Jacinto Rodríguez publicó hace unos días el libro La otra guerra secreta, en editorial Debate, una investigación a partir de los archivos secretos de Gobernación de los años sesenta y setenta. En él da cuenta de la manera en que el Estado mexicano controlaba a la opinión pública mediante represión, censura y cooptación de la prensa y los medios electrónicos. En el libro se incluye un manual de gobernación encontrado en el Archivo General de la Nación que da elementos para construir una tiranía invisible.
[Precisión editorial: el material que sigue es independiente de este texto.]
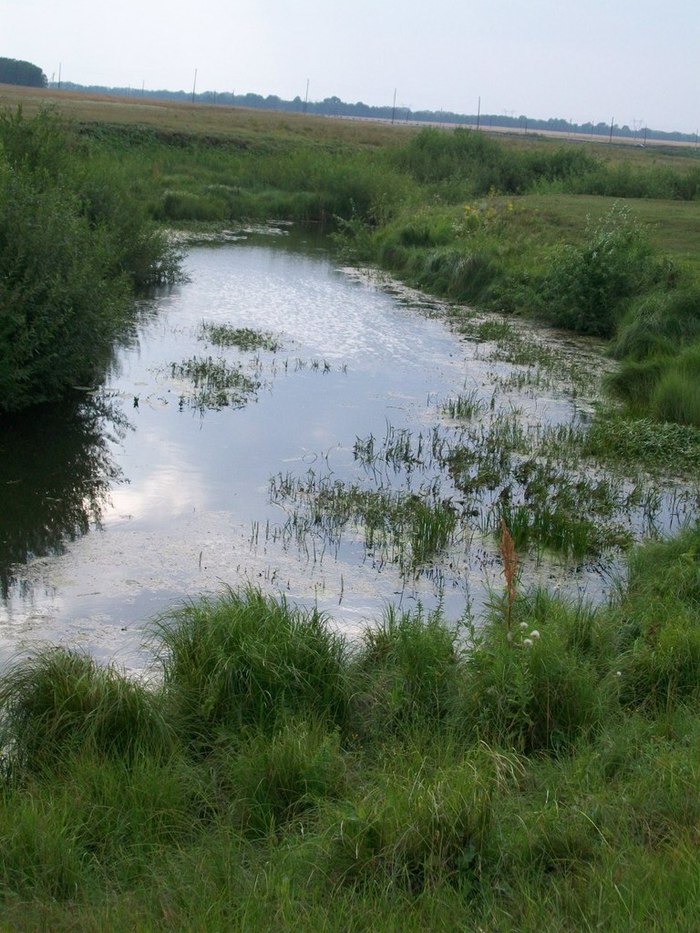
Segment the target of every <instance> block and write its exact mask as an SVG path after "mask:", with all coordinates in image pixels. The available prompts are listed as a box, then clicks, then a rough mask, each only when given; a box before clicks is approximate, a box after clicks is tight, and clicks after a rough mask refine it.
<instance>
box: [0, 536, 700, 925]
mask: <svg viewBox="0 0 700 933" xmlns="http://www.w3.org/2000/svg"><path fill="white" fill-rule="evenodd" d="M510 553H511V552H510V550H509V548H504V559H505V558H508V555H510ZM699 553H700V529H699V528H694V529H688V530H686V531H685V532H684V533H683V534H681V535H680V536H678V537H677V538H676V539H673V540H669V541H659V542H656V543H654V544H650V545H647V546H645V547H644V548H642V549H640V550H638V551H637V552H635V554H634V556H633V559H632V562H631V565H630V574H629V580H628V582H627V583H626V584H625V585H624V586H623V585H621V586H620V591H619V593H618V595H617V597H616V599H615V600H614V601H613V602H612V603H611V604H610V605H608V606H601V607H599V608H597V609H593V608H591V607H589V606H586V605H584V604H582V603H578V604H574V603H569V602H565V601H562V600H561V599H560V598H558V597H556V596H554V595H552V594H548V593H546V592H544V591H535V592H532V593H527V592H523V591H521V590H520V587H519V586H516V585H515V577H514V576H513V572H512V570H513V568H512V567H511V568H510V569H509V570H508V564H507V561H506V570H507V573H506V578H505V584H506V586H505V590H506V599H505V601H503V600H499V599H496V598H494V603H493V607H492V610H491V612H490V614H489V616H488V618H486V619H484V620H479V624H478V625H475V624H471V625H468V626H467V627H465V628H462V629H459V630H455V628H454V627H453V626H450V625H448V624H447V623H446V622H445V620H444V619H442V618H441V616H440V614H439V613H433V614H424V613H421V612H416V613H408V612H403V613H402V612H399V611H396V610H392V611H389V612H387V614H386V615H385V617H384V619H383V620H381V621H380V622H379V623H375V624H374V625H370V626H368V627H367V630H366V632H365V634H364V636H363V638H362V639H361V640H360V642H359V643H358V644H356V645H354V646H350V645H349V644H348V643H347V642H346V641H345V640H344V639H343V638H341V637H339V636H337V635H333V634H331V632H330V631H329V629H328V628H327V626H326V625H325V624H324V623H323V622H322V620H321V619H320V618H319V617H318V616H317V615H316V614H314V613H303V612H300V611H298V610H295V609H293V608H291V607H289V606H287V605H285V604H284V602H280V601H277V600H272V599H269V598H266V597H264V596H262V595H261V594H260V593H259V592H257V591H254V590H247V591H244V592H241V593H231V592H228V593H224V594H222V596H221V597H220V598H218V599H214V598H208V599H206V600H200V601H197V602H196V603H191V604H188V605H187V606H185V607H183V608H182V610H181V611H179V612H175V613H174V614H172V615H171V616H170V617H169V618H164V619H160V620H159V621H158V622H157V623H156V624H155V626H154V629H153V633H152V634H153V637H154V638H155V644H154V648H155V650H156V651H157V653H158V656H159V657H160V661H161V664H162V672H163V680H162V684H161V685H160V686H158V687H155V686H153V687H150V688H148V689H147V688H145V687H142V686H137V685H136V684H134V683H133V682H132V681H129V680H127V679H126V678H124V677H123V676H122V675H119V674H118V673H117V672H115V671H113V670H111V669H107V670H105V669H102V668H99V667H98V666H97V665H95V664H94V662H91V661H89V660H88V659H86V658H85V657H84V656H81V655H74V654H72V653H70V652H65V651H53V652H48V653H44V654H40V655H38V656H36V657H34V658H33V659H30V660H29V661H24V662H20V664H19V666H18V667H15V668H13V669H11V670H10V671H9V672H6V673H5V675H4V676H3V679H2V687H1V689H0V716H1V717H2V722H3V750H4V760H5V763H6V767H5V768H4V771H3V774H2V785H1V787H0V831H1V832H2V837H3V853H2V858H0V911H2V917H3V922H4V923H7V924H9V925H10V926H12V927H13V928H16V929H22V928H31V927H36V926H42V925H43V926H44V927H46V926H50V927H51V928H52V929H70V928H75V926H76V925H78V926H81V927H83V926H85V927H86V928H89V927H90V925H93V926H94V925H95V924H102V925H104V926H108V927H109V928H110V929H115V930H122V929H123V930H128V929H135V928H136V929H138V928H144V929H148V928H171V929H172V928H198V927H201V926H202V925H206V926H208V927H221V928H224V927H226V928H237V927H241V928H245V927H248V926H250V925H251V924H253V925H254V926H257V927H262V928H264V927H265V926H266V925H269V919H270V916H272V915H274V917H275V924H276V925H278V926H282V927H283V928H290V929H291V928H295V929H320V928H321V929H322V928H324V927H329V928H334V927H342V928H348V927H350V928H353V927H354V928H358V929H360V928H373V927H374V926H376V918H377V916H379V915H381V916H382V918H383V921H382V922H383V923H385V924H386V925H389V926H392V927H394V928H397V929H398V928H400V929H415V930H419V929H424V928H426V925H427V926H428V928H440V927H441V926H443V925H445V923H449V924H450V925H460V924H461V925H462V926H463V925H465V924H467V925H469V926H470V927H474V928H475V929H476V928H482V929H489V928H493V929H496V928H498V929H501V928H504V929H530V928H534V927H535V926H537V927H539V928H541V929H547V930H548V929H551V930H555V929H557V930H559V929H580V928H582V927H583V928H592V927H594V926H601V927H602V928H605V926H606V925H607V926H608V927H609V928H626V927H629V926H630V925H631V926H640V927H644V926H649V925H650V924H651V925H652V926H657V927H658V928H660V929H671V928H672V929H681V930H688V931H689V930H691V929H693V927H694V925H695V918H696V916H697V907H698V904H699V903H700V888H699V886H698V883H697V878H698V877H699V876H700V871H699V870H700V862H699V860H698V853H697V846H696V845H695V841H696V836H697V831H698V827H700V807H699V806H698V798H697V794H696V793H695V791H696V788H697V783H698V778H699V777H700V757H699V756H698V748H700V741H699V740H700V728H699V727H698V721H699V720H698V712H700V709H699V706H698V704H699V703H700V646H699V644H698V638H697V631H698V612H699V611H700V582H699V579H700V578H699V577H698V554H699ZM511 556H512V555H511ZM166 722H167V723H168V725H167V727H165V726H164V723H166ZM10 762H12V767H7V765H8V764H9V763H10ZM657 877H662V878H663V884H658V883H657V882H656V881H655V879H656V878H657Z"/></svg>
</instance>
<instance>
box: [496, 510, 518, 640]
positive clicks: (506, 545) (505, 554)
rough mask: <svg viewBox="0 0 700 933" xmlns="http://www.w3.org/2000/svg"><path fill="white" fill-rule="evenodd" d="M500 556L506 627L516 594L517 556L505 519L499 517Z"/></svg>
mask: <svg viewBox="0 0 700 933" xmlns="http://www.w3.org/2000/svg"><path fill="white" fill-rule="evenodd" d="M500 550H501V558H502V560H503V573H504V576H505V578H506V606H507V618H506V621H507V623H508V628H509V629H510V621H511V616H512V613H513V603H514V602H515V596H516V575H517V572H518V556H517V554H516V553H515V542H514V541H513V536H512V535H511V533H510V531H509V530H508V526H507V525H506V522H505V519H503V518H502V519H501V545H500Z"/></svg>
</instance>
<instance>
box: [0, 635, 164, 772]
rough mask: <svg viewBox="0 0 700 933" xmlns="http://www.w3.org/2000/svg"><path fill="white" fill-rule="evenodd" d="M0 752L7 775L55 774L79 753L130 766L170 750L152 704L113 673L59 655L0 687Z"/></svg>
mask: <svg viewBox="0 0 700 933" xmlns="http://www.w3.org/2000/svg"><path fill="white" fill-rule="evenodd" d="M0 708H1V709H2V718H1V720H0V730H1V731H0V746H1V747H2V748H4V749H5V750H6V751H7V754H8V759H7V762H8V764H9V765H10V768H11V770H18V771H19V772H20V773H24V772H30V773H37V772H41V771H42V770H44V769H47V770H51V769H55V768H60V767H61V766H62V764H63V763H64V761H65V759H66V758H68V757H70V755H71V754H73V753H74V752H75V751H77V750H81V749H85V748H87V749H89V750H90V751H91V752H93V753H94V754H95V755H99V756H106V757H115V758H118V759H126V760H130V759H132V758H134V757H135V756H138V755H140V754H145V755H148V756H155V757H157V756H159V755H164V754H168V753H169V751H170V750H171V749H172V747H173V741H174V738H173V732H172V729H171V727H170V726H169V725H168V724H167V722H166V719H165V716H164V713H163V709H162V707H161V706H160V704H159V702H158V698H157V697H156V696H155V695H154V694H153V693H152V692H151V691H149V690H148V689H147V688H146V687H144V686H143V685H141V684H139V683H137V682H135V681H131V680H128V679H127V678H125V677H124V676H123V675H121V674H120V673H119V672H118V671H117V670H115V669H114V668H104V667H100V666H99V665H97V664H96V663H95V661H94V660H93V659H92V658H90V657H88V656H87V655H83V654H79V653H77V652H72V651H67V650H64V649H61V648H57V649H55V650H52V651H47V652H43V653H40V654H37V655H36V656H34V657H31V658H29V659H27V660H26V661H23V662H21V663H20V664H18V665H17V666H15V667H14V668H13V669H12V670H11V671H10V672H9V673H8V674H6V675H5V676H4V677H3V679H2V682H1V684H0Z"/></svg>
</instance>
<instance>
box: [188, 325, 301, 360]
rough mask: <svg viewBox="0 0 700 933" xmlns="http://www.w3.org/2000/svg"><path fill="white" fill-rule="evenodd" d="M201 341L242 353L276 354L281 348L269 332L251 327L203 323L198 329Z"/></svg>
mask: <svg viewBox="0 0 700 933" xmlns="http://www.w3.org/2000/svg"><path fill="white" fill-rule="evenodd" d="M200 336H201V339H202V340H205V341H207V342H209V343H212V344H214V346H216V347H236V348H237V349H239V350H241V351H242V352H250V351H251V350H267V351H268V352H270V353H277V352H278V351H279V350H280V349H281V348H282V343H281V341H280V340H279V339H278V338H277V337H275V335H274V334H272V333H270V332H269V331H262V330H255V329H254V328H252V327H234V326H233V325H232V324H215V323H213V322H211V321H205V322H204V323H203V324H202V326H201V328H200Z"/></svg>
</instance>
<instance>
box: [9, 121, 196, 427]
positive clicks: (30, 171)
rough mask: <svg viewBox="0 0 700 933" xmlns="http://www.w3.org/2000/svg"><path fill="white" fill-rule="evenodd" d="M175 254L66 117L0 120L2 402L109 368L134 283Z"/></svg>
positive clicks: (58, 385)
mask: <svg viewBox="0 0 700 933" xmlns="http://www.w3.org/2000/svg"><path fill="white" fill-rule="evenodd" d="M178 262H179V257H178V255H177V254H176V252H175V251H174V250H173V249H172V247H170V246H169V244H168V242H167V240H166V239H165V237H164V235H163V234H162V233H160V232H159V231H157V230H156V228H155V227H154V225H153V224H152V222H151V221H149V220H148V219H147V217H146V215H145V213H144V211H143V209H142V208H141V207H140V206H139V204H138V200H137V199H136V198H135V197H134V196H133V194H132V193H131V192H130V190H129V188H128V187H127V185H126V184H125V183H124V180H123V179H120V177H119V176H118V175H117V174H116V173H115V175H114V176H112V175H111V174H110V173H109V171H108V169H107V166H104V165H102V166H98V167H94V168H91V167H90V150H89V147H88V146H85V145H82V144H81V143H80V141H77V140H76V139H75V137H74V136H73V135H71V133H70V131H69V129H67V128H66V127H64V126H62V125H61V124H60V122H59V121H58V119H57V118H56V117H54V116H52V115H51V114H49V113H41V114H39V115H38V116H37V117H35V118H33V119H32V120H27V119H25V118H24V117H23V115H22V113H21V111H18V113H17V114H15V115H5V116H2V117H0V411H5V412H13V411H18V410H20V409H23V408H27V407H29V406H31V405H34V404H37V403H40V402H48V401H55V400H57V399H59V398H61V397H62V396H65V395H66V394H67V393H68V392H69V391H70V390H71V388H72V387H74V386H79V385H85V384H90V385H92V384H94V383H95V382H96V381H98V380H99V379H100V377H101V373H102V372H103V369H104V365H105V363H106V361H107V360H108V358H109V354H110V351H111V348H112V345H113V342H114V339H115V337H116V336H117V335H118V334H119V332H120V331H121V330H122V329H123V328H124V326H125V325H126V324H127V322H128V321H129V319H130V313H131V310H132V305H133V302H132V298H133V296H134V293H135V291H136V289H138V288H140V287H143V286H144V285H148V284H156V283H160V282H167V281H173V280H175V279H176V278H177V276H178V274H179V272H178Z"/></svg>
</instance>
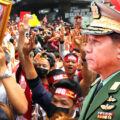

Dominar y adormecer a la opinión pública de tal forma que: “Bajo esta condición [el control de los medios], una democracia como la mexicana puede obtener niveles de control popular equivalentes a los que lograría por la violencia y el terror una dictadura…”. Y continúa, “Por la acción de la propaganda política podemos concebir un mundo dominado por una Tiranía Invisible que adopte la forma de gobierno democrático”. Y sigue la recomendación: “Las dictaduras reprimen por la fuerza las ideas y las expresiones populares. En un gobierno democrático, este control debe alcanzar calidad de arte, toda vez que intente manejar ciudadanos libres…”
Para muestra una tarjeta de Moya Palencia a Echeverría: “…podría fijarse en la opinión pública el ya extendido rumor de que [el periodista] Mario Menéndez está a servicio de la CIA o de algún organismo semejante…” y termina sugiriendo que una organización membrete publique un desplegado en contra del entonces director de la revista ¿Por Qué? El caso de Lydia Cacho y otros periodistas y miembros de ONGs cuya imagen pública se intenta desacreditar, mostraría que la Tiranía Invisible es una noción desempolvada y puesta en operación por la nueva derecha. La pregunta de fondo es saber de quién es la mano que mece la cuna: ¿Gobernación? ¿Los Pinos?